Are you making the argument that story telling is less engaging than the story suggesting of RPG writing because in story telling the audience is just receiving and in story suggesting they are participating?
You'll find no argument with me. I simply find my prose is inadequate to convey most of what I want to say.
I agree with you on more than you think. Certainly the best of fiction can completely engross a reader more than a mediocre RPG. And, at least from where I stand, the standard for what makes 'decent' sci-fi/fantasy is lower than 'decent' mainstream fiction (mainstream for lack of a better word) if the sci-fi/fantasy gives a fresh take on something.

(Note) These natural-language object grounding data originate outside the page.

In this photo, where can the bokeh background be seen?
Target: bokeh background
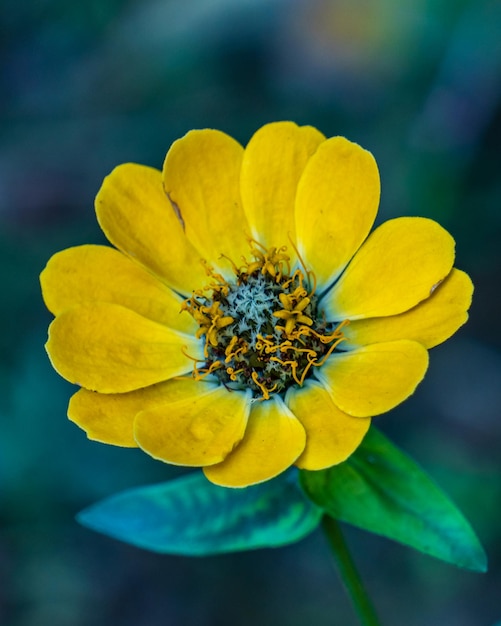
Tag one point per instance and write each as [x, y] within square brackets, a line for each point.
[87, 85]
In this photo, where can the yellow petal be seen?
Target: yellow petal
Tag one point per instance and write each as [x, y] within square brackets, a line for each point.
[202, 178]
[101, 274]
[376, 378]
[273, 163]
[398, 266]
[197, 431]
[331, 435]
[109, 418]
[336, 204]
[137, 217]
[273, 441]
[431, 322]
[107, 348]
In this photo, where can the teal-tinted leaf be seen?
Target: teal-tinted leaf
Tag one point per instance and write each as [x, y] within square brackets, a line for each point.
[192, 516]
[382, 490]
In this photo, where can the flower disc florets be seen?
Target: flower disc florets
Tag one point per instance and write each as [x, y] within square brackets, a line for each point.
[263, 330]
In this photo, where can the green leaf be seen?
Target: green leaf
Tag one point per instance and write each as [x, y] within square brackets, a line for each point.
[382, 490]
[192, 516]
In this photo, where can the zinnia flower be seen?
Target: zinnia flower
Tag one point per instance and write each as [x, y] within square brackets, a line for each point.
[246, 320]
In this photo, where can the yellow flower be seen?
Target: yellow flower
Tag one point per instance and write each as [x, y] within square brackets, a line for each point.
[246, 320]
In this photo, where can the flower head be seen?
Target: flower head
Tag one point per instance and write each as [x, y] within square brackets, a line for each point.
[246, 320]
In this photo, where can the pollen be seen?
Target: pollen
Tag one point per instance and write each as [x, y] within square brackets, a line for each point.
[263, 330]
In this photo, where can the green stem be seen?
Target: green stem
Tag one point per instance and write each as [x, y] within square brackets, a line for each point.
[348, 573]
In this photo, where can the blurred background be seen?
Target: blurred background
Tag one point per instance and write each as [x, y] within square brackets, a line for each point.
[88, 85]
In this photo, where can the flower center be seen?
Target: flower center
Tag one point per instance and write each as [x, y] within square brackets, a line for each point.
[263, 330]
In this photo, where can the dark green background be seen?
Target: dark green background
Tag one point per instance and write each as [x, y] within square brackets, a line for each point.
[85, 86]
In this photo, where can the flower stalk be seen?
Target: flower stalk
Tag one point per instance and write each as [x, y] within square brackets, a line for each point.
[348, 573]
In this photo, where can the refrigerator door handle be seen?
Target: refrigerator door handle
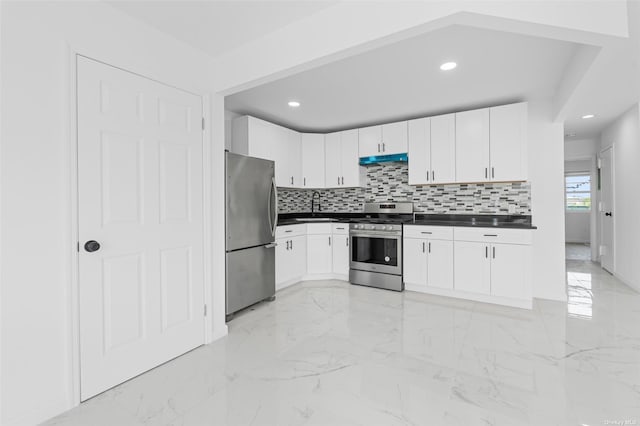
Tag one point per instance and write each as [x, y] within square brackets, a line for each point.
[273, 223]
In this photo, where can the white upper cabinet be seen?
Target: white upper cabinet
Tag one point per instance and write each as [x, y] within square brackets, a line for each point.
[472, 146]
[341, 159]
[394, 138]
[370, 141]
[508, 130]
[384, 139]
[432, 150]
[349, 159]
[313, 154]
[443, 149]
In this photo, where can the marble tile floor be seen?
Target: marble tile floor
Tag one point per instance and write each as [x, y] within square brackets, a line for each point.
[329, 353]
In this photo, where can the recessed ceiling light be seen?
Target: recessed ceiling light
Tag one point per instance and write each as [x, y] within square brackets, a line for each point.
[448, 66]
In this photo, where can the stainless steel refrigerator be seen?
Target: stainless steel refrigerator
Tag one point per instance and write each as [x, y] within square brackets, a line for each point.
[251, 219]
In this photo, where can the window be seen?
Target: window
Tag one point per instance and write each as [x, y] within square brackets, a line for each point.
[578, 192]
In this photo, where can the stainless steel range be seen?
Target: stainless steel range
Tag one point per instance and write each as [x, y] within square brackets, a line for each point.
[376, 245]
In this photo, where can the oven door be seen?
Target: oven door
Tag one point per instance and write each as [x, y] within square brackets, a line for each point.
[376, 251]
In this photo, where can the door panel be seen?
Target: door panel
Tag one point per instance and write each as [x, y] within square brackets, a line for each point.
[472, 146]
[140, 197]
[607, 254]
[443, 149]
[472, 270]
[394, 138]
[508, 127]
[510, 271]
[333, 160]
[414, 258]
[250, 276]
[249, 198]
[440, 264]
[419, 151]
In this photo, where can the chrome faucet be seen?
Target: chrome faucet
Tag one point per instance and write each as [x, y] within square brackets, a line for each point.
[313, 204]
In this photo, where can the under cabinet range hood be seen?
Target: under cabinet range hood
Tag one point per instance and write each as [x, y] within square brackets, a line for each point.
[377, 159]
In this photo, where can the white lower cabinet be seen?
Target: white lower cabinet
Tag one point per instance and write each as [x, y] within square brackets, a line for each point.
[319, 254]
[473, 268]
[428, 262]
[484, 264]
[340, 249]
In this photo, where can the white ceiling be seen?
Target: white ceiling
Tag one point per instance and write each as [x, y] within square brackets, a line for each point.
[215, 26]
[403, 80]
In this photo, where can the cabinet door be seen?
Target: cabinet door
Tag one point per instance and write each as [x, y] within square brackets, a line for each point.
[394, 138]
[370, 141]
[472, 146]
[349, 159]
[414, 261]
[440, 264]
[419, 134]
[510, 271]
[313, 160]
[333, 160]
[443, 149]
[319, 254]
[298, 256]
[472, 271]
[340, 245]
[283, 266]
[293, 157]
[262, 137]
[508, 135]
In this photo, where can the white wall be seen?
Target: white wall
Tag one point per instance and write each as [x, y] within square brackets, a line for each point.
[37, 38]
[624, 136]
[546, 173]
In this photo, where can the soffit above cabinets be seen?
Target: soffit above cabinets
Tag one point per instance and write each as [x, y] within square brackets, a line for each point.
[404, 80]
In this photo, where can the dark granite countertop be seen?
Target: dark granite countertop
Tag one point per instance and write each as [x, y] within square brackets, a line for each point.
[475, 220]
[466, 220]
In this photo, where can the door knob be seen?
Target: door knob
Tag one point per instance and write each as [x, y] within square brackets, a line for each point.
[92, 246]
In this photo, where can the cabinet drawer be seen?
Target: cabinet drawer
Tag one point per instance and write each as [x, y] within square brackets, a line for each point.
[287, 231]
[340, 228]
[493, 235]
[432, 232]
[319, 228]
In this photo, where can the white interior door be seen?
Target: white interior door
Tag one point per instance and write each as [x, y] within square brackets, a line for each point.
[606, 211]
[140, 198]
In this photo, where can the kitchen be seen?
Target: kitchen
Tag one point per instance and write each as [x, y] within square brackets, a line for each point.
[414, 221]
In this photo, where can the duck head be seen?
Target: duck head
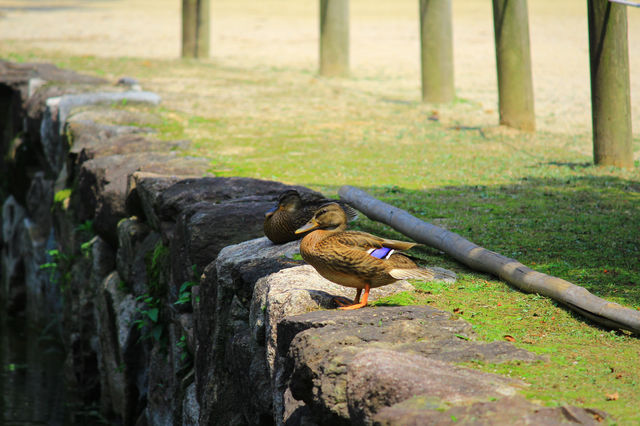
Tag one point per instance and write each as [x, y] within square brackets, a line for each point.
[329, 216]
[289, 200]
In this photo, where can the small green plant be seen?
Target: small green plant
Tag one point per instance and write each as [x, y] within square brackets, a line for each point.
[59, 268]
[62, 195]
[184, 295]
[185, 356]
[149, 322]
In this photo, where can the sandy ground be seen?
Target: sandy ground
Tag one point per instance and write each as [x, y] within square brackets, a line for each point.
[384, 43]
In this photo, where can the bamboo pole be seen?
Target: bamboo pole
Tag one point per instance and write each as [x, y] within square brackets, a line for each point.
[436, 51]
[513, 61]
[189, 25]
[334, 38]
[610, 93]
[574, 297]
[202, 31]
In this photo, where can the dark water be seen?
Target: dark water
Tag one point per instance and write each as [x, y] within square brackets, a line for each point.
[33, 390]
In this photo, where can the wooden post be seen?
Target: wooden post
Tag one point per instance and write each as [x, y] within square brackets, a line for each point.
[202, 32]
[195, 28]
[436, 51]
[189, 25]
[334, 38]
[513, 60]
[610, 98]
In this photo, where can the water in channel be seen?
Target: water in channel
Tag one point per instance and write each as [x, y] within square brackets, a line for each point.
[33, 388]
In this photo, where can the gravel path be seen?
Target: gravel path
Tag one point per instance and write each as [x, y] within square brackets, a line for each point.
[384, 43]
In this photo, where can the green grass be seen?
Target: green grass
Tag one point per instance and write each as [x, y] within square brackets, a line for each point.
[533, 197]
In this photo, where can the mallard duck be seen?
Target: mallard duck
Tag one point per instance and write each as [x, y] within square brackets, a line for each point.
[354, 259]
[291, 212]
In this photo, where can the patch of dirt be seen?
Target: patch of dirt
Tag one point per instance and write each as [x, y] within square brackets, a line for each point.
[384, 45]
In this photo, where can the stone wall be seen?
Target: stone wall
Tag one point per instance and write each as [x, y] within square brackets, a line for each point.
[173, 307]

And here you will find me lacking as a writer. I've neither great prose nor stunning ideas. If anything, my general modos operandi is to take things I've seen in history and translate them into a fantasy setting. Yes, that's what Tolkein did, God bless 'im, but I'm no Tolkein. And as a reader, I find myself preferring sci-fi/fiction that's well-written over that which explores unique ideas.
Exempli gratia: My favorite fantasy novel of all time is 'The Name of the Wind' by Patrick Rothfuss. What I love about it, is that it excellently written. Does it have some unique ideas? Sure. There's naming magic (not brand new, but I like the take), there's a culture whose first language is signed (pretty cool, though actually not seen until the sequel), etc. But my favorite parts are the human ones, the ones that are just written spectacularly well.
I contrast 'The Name of the Wind' with the Demon Cycle series by Peter V. Brett. It is full of rather unique ideas, a cosmology of demons, a unique rune-based magic system the likes of which I've not seen elsewhere, etc. etc. I read the first book, and I the ideas were enough to make me pick up the second. He's written two more I've not touched. Why? I find the writing to be mediocre at best. It's dull, it's repetitive, it's over dramatic. It's not interesting.
If I had my way, I would write like Rothfuss. But my skill is closer to a Brett. In short, when I say 'I'm interested in making settings that one would want to *play* in, not just *read* about,' I mean that I personally lack the skill to put my ideas into novel or story form. I write game things because I can do it well enough, and I do not write prose fiction because I cannot do it well.